Wednesday night I started bleeding profusely from my pores at a dinner party and no one but me thought it was alarming. Thursday night I was lost and cold and really upset about nothing and my old boss kept wanting me to get ice and then go swimming but I didn’t want to because I hadn’t shaved my legs and all my co-workers already didn’t like me and I didn’t want to give them more ammo to use against me and why was there a pool at work anyway? Except we weren’t actually in work it was more like an abandoned hotel and there weren’t any people to get ice for except my boss and co-workers so maybe I was just working at their party and I kept trying to go upstairs and look for something but every time I got to the top of the stairs I got poofed back to the pool that I didn’t want to swim in. Friday night was filled with urgent voices that I needed to help but couldn’t seem to get to and everyone I asked for help just looked right through me, plus my hands were broken and then Saturday my old friend hypnagogia came back. (Those of you saying “hey! What’s that word you just made up?” should click on the link. Be sure not to skip the paralysis part-that is the most fun.)

It has been a long time since I had one of those episodes. In fact, since about a three-month stretch during the very worst of my marriage-fueled nervous breakdown where it happened every night, I can only remember two other occasions. It is unpleasant to say the least. I will be sort of dreaming about something but still very aware and realizing that I am falling asleep when suddenly this pulsing, static-y, deafening noise starts rolling through my head. Next comes the cascade of horrible imagery. (It used to be seeing people go into The Spawn’s room and take him, mixed in with classic satanic imagery. Weird, right? The worst episode involved seeing a big black bull with red eyes charge through my window and into my body and then my room was full of people trying to exorcise it out of me. I know how crazy that makes me appear but try and remember that I was sort of dying from stress and misery and was totally bat-shit crazy at the time.) Once the images start to get really horrifying things get worse.
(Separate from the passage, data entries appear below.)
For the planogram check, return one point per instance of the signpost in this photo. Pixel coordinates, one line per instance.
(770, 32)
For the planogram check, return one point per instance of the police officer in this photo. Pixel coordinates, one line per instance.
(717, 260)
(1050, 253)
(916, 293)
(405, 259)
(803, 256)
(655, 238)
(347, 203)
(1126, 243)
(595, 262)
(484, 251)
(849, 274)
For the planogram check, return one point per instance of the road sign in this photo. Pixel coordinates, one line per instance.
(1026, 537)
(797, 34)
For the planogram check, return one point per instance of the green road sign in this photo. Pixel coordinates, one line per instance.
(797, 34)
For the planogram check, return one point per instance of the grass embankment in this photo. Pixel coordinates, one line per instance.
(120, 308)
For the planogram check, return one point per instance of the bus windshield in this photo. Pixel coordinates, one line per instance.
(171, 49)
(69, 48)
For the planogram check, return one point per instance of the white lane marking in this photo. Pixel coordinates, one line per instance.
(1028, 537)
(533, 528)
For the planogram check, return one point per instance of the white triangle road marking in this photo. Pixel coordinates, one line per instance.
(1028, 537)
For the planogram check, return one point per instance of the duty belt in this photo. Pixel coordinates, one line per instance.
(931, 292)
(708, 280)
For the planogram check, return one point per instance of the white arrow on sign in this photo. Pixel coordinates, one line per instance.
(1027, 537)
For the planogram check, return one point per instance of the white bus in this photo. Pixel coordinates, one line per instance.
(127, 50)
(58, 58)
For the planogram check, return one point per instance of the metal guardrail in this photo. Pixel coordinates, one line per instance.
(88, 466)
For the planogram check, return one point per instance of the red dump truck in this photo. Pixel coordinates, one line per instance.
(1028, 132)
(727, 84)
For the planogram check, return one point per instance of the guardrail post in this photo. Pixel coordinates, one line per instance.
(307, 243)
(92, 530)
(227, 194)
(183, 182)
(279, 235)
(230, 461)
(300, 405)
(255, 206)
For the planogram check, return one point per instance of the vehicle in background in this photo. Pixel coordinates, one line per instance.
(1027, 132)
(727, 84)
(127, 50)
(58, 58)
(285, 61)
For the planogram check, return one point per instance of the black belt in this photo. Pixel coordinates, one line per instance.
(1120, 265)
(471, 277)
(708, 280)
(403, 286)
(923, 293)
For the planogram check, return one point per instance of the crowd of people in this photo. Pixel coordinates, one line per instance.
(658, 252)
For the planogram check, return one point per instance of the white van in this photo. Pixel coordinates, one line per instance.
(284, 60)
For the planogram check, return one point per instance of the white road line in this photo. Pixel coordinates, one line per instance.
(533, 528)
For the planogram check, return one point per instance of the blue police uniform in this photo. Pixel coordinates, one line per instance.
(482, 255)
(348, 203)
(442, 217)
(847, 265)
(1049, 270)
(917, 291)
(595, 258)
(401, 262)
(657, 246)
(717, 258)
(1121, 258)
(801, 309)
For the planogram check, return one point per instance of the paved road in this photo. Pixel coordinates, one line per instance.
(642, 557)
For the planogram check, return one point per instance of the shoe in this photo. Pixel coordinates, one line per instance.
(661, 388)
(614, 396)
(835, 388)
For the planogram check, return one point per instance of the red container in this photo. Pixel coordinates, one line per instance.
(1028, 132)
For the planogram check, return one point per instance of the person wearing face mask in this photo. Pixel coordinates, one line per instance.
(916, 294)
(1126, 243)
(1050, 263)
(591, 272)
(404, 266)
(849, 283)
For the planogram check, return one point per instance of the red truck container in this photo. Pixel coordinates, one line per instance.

The strange part of this state is that you are semi-conscious- you can’t tell you are dreaming because it’s all too real but you also know you can make it stop if you could get up and get away from it all. (Makes no sense, I know.) So only once you are properly petrified and desperate to make it stop do you realize that you are paralyzed. Completely and totally paralyzed. The first time it happened I knew I was lying in bed with my then husband next to me. I knew these people were hurting me and all I had to do was wake him up and he would help me. Except I couldn’t move to touch him. I could feel him breathing and warm right next to me but my body wouldn’t work and I was trying to scream but I couldn’t move my mouth or vocal chords or whatever you need to make noises. Eventually my mental thrashing and screaming turned into actual thrashing and screaming and I woke him up panicked, and was too terrified to sleep normally for months. It was so disturbing that I called my sister early the next morning and described it to her. Sister dear hopped online and researched and found the term “hypnagogia” for me.

 Anytwats, it happened again on Saturday; That terrible noise, the pressure on my body (this time flat on my stomach and pinned to my bed), the paralysis, and as a fun new twist, my ex-husband walking through my bedroom door and toward me.

Saturday night was a bad night. I shook myself free of it at about two in the morning and baby jesus himself could not have made me go back to sleep again that night.

 Last night was just sort of a hodge-podge of all those things. Not any actual hypnagogia but my fear of it happening again kept my mind churning and me waking up every 10 minutes just in case, ya know?

 I’m tired.

 Luckily the squeeze is on his way home right now and will be here well before bedtime tonight. And so help me if his presence doesn’t work and I have bad dreams all night with him here I will…well…….. do something really rash and serious!